Abstract

In this case report we describe a case of pulmonary histoplasmosis in a healthy adult female living in Kentucky. The patient presented with two months history of poly-arthralgia and myalgia, intermittent dry cough, chest tightness, exertional dyspnea, malaise, fatigue and one week history of skin rash. She did not respond to broad-spectrum antibiotic therapy and she also had extensive endocrine and rheumatologic work up that was negative. A diagnosis of histoplasmosis was established based on radiological findings as well as endobronchial ultrasound-guided transbronchial needle aspiration cytology (EBUS-TBNA) of mediastinal lymph nodes demonstrating necrotizing granuloma with fungal stains positive for Histoplasma. Patient showed significant clinical improvement on antifungal treatment. Since symptoms of histoplasmosis are often similar to the symptoms of community acquired pneumonia, other lung infections or malignancy, our case highlights the importance of maintaining a high index of suspicion and appropriate radiological, microbiology, and histologic evaluation especially in patients who live in or have traveled to areas endemic for histoplasmosis and are not responding to antibiotic therapy. Early diagnosis coupled with prompt initiation of antifungal treatment may lead to favorable outcomes.

Highlights

  • Histoplasmosis has worldwide distribution, occurring most commonly in North, Central, and South America, as well as parts of Africa and Asia [1, 2]

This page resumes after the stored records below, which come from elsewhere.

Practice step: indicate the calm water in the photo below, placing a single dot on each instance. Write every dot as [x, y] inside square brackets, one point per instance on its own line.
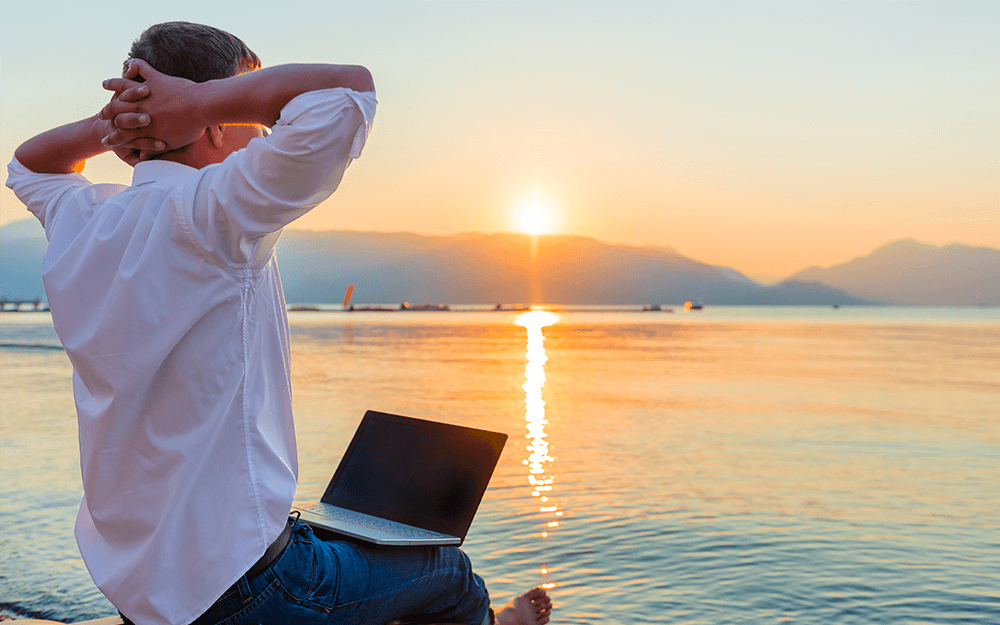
[734, 465]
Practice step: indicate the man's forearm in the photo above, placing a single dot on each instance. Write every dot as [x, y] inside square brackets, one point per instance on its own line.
[258, 97]
[64, 149]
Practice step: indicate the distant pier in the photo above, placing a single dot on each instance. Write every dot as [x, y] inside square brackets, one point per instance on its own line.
[23, 305]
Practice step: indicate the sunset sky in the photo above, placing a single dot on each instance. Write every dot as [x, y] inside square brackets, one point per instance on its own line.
[766, 136]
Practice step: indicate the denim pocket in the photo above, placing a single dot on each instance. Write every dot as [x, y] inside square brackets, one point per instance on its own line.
[309, 572]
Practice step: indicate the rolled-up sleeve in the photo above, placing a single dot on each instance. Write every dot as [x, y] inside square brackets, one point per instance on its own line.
[278, 178]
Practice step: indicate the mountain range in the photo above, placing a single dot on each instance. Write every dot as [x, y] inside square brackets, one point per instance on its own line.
[469, 268]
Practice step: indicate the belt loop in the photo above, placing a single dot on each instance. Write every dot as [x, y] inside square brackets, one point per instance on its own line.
[243, 586]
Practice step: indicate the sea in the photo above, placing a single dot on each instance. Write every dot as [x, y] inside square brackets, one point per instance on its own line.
[726, 465]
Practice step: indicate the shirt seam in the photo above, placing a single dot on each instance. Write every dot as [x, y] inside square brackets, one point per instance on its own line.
[251, 469]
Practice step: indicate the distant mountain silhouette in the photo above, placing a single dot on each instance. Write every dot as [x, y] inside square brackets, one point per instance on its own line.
[22, 246]
[908, 272]
[486, 268]
[316, 267]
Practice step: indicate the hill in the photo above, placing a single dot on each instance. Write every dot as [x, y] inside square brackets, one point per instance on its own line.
[316, 267]
[487, 268]
[908, 272]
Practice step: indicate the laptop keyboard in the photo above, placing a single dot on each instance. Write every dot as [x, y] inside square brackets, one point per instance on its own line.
[359, 519]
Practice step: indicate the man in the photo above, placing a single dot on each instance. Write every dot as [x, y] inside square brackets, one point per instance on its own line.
[167, 299]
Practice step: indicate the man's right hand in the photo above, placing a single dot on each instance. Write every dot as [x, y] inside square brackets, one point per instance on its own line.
[171, 108]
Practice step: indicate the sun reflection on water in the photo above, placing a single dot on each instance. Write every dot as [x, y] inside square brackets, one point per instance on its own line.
[538, 461]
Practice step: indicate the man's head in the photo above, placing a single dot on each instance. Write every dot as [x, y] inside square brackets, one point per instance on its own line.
[199, 53]
[194, 51]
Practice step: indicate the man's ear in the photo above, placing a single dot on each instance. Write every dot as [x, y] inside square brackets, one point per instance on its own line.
[215, 136]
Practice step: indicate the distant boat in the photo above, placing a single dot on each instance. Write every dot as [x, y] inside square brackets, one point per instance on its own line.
[424, 307]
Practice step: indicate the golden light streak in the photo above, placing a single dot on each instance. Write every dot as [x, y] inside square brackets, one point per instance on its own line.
[538, 460]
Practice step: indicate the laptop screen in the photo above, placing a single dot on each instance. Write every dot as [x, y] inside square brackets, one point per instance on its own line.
[422, 473]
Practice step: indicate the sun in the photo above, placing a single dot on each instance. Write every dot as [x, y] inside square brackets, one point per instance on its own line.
[536, 215]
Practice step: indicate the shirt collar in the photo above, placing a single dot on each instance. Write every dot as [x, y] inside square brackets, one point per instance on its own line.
[152, 171]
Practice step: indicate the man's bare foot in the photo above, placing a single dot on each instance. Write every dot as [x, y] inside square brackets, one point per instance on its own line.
[531, 608]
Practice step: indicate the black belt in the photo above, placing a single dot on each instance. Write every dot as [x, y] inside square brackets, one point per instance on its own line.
[271, 553]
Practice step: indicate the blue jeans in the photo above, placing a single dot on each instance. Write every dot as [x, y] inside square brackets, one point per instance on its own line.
[319, 581]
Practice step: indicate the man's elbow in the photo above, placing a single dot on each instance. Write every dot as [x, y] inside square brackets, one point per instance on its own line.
[360, 79]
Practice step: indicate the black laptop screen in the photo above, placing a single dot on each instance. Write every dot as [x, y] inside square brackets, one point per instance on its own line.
[422, 473]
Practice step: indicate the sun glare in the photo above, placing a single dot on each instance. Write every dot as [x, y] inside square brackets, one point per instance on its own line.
[536, 215]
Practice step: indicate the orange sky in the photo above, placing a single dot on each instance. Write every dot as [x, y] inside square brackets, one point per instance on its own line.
[763, 136]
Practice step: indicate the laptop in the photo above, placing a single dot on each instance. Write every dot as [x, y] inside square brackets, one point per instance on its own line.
[407, 481]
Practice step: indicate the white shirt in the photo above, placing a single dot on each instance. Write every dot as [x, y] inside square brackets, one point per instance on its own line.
[167, 299]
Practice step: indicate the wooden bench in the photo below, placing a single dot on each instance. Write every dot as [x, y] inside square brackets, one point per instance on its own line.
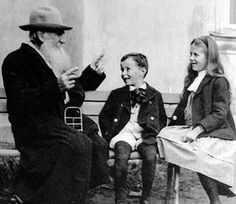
[92, 106]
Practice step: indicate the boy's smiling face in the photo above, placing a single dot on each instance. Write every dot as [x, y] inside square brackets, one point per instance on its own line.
[131, 73]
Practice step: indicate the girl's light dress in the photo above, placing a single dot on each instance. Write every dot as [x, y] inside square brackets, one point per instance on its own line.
[213, 157]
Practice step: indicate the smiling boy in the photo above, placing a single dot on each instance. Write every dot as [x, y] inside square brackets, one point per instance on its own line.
[130, 120]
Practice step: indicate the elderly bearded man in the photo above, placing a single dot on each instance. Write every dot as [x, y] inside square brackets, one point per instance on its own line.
[56, 159]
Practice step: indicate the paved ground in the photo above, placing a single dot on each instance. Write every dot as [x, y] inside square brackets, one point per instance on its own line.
[191, 191]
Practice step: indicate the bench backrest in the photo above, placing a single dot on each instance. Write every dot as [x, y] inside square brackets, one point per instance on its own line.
[94, 101]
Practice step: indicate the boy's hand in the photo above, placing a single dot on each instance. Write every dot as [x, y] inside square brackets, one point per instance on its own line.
[192, 134]
[97, 66]
[67, 79]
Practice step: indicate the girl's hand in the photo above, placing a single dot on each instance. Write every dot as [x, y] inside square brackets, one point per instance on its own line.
[192, 134]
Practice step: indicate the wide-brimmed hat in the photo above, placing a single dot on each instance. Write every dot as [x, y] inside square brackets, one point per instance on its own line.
[45, 18]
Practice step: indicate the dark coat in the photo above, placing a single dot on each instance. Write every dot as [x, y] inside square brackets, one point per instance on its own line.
[55, 158]
[117, 110]
[210, 108]
[33, 95]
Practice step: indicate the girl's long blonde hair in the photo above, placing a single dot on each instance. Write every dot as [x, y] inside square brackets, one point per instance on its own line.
[214, 66]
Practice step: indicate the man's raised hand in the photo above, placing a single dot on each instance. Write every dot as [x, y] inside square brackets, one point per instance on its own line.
[66, 80]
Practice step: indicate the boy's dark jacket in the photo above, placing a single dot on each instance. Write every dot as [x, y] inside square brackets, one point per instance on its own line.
[117, 110]
[210, 109]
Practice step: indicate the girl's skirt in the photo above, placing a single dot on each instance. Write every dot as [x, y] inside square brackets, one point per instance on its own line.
[213, 157]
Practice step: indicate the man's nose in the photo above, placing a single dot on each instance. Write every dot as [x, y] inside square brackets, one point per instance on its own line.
[191, 58]
[62, 39]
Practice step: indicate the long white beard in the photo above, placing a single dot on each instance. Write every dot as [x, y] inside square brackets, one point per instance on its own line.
[56, 57]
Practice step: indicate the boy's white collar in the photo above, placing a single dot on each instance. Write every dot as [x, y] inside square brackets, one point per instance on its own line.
[143, 86]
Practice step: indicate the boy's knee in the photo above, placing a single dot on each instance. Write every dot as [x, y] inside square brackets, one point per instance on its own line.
[82, 142]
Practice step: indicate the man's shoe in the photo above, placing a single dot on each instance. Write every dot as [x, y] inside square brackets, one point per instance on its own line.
[121, 196]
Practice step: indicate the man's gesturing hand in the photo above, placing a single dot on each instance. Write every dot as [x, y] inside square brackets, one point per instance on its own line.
[97, 65]
[66, 80]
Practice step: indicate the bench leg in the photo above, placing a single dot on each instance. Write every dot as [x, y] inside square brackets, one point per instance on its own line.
[176, 181]
[169, 181]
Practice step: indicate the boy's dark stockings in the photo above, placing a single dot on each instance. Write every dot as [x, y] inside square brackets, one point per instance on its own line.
[122, 153]
[210, 186]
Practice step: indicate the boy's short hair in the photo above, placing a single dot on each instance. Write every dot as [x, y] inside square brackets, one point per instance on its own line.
[139, 58]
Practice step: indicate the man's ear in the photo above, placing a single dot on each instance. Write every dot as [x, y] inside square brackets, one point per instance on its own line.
[144, 70]
[41, 36]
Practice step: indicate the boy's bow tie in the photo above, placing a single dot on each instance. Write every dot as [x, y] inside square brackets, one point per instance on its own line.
[137, 96]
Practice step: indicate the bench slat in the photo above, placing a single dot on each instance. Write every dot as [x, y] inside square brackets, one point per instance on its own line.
[9, 153]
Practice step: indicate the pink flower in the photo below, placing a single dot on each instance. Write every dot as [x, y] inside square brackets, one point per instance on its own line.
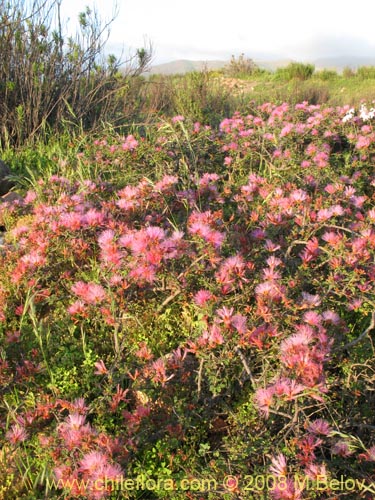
[319, 426]
[263, 399]
[100, 368]
[279, 465]
[77, 308]
[93, 461]
[16, 434]
[130, 143]
[91, 293]
[341, 448]
[178, 118]
[202, 297]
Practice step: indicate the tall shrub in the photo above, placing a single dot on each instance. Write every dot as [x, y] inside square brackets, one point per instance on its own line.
[48, 78]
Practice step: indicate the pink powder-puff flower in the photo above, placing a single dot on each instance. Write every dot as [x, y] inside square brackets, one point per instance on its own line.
[90, 293]
[178, 118]
[342, 449]
[77, 308]
[202, 297]
[93, 461]
[279, 465]
[101, 369]
[319, 426]
[16, 434]
[264, 399]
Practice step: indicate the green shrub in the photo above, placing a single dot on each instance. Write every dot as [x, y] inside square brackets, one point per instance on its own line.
[366, 72]
[295, 70]
[326, 74]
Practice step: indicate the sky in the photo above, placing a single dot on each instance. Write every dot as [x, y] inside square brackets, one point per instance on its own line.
[302, 30]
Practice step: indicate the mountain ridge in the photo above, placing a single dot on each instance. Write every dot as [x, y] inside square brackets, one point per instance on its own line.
[182, 66]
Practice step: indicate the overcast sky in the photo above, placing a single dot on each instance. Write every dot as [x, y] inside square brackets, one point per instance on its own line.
[215, 29]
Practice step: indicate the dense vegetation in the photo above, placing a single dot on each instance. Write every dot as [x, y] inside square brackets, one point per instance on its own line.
[187, 287]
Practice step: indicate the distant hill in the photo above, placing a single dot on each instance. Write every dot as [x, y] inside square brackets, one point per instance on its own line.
[183, 66]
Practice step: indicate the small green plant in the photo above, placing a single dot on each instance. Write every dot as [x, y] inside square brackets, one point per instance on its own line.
[240, 67]
[295, 70]
[366, 72]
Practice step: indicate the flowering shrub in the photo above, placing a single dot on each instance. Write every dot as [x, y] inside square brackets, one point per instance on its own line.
[214, 317]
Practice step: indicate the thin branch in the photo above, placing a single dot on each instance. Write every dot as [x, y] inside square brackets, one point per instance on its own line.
[361, 337]
[245, 365]
[200, 372]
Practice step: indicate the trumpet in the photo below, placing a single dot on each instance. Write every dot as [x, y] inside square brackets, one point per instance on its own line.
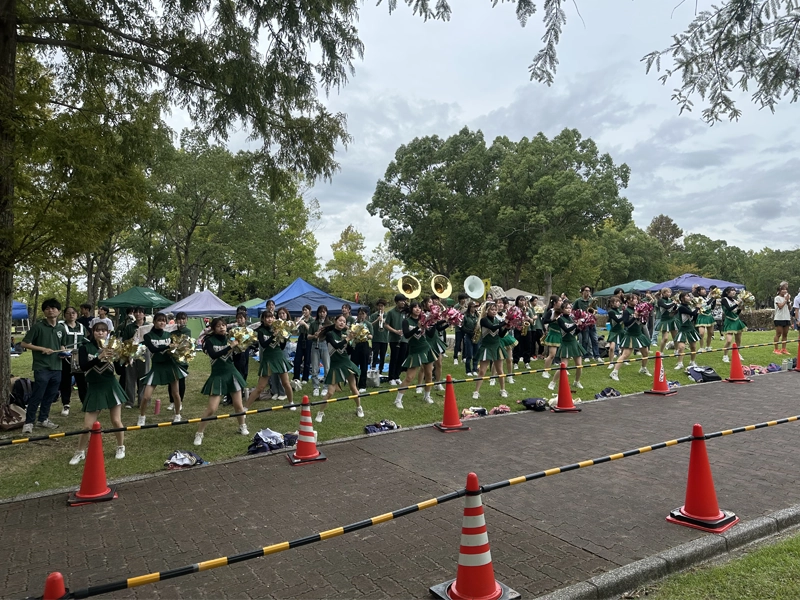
[409, 286]
[441, 286]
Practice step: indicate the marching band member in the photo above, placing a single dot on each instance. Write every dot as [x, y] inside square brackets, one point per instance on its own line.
[687, 332]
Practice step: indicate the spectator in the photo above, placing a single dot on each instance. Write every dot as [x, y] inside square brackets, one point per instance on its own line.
[44, 340]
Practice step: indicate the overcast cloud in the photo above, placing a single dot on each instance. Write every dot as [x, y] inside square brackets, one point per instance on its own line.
[734, 181]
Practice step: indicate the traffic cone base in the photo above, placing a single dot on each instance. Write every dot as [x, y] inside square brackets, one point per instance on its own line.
[94, 487]
[565, 403]
[306, 449]
[727, 521]
[660, 384]
[450, 420]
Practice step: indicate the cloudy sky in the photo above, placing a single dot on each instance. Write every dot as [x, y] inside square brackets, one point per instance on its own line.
[734, 181]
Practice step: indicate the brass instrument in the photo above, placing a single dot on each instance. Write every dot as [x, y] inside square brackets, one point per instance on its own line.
[441, 286]
[474, 287]
[409, 286]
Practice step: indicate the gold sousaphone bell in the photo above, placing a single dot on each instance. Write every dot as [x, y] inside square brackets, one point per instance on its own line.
[409, 286]
[441, 286]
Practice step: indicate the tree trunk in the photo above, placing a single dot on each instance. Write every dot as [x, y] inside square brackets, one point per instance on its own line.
[8, 58]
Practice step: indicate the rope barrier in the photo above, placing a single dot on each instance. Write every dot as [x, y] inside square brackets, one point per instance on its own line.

  • We have described a case of pulmonary histoplasmosis in a healthy adult female living in Kentucky who presented with cough, dyspnea, pulmonary nodule and rheumatologic manifestations

  • It has two distinct pathogenic forms H. capsulatum var. capsulatum which is endemic in eastern United States and Latin America [3], and H. capsulatum var. duboisii which is prevalent in Africa and South East Asia [4]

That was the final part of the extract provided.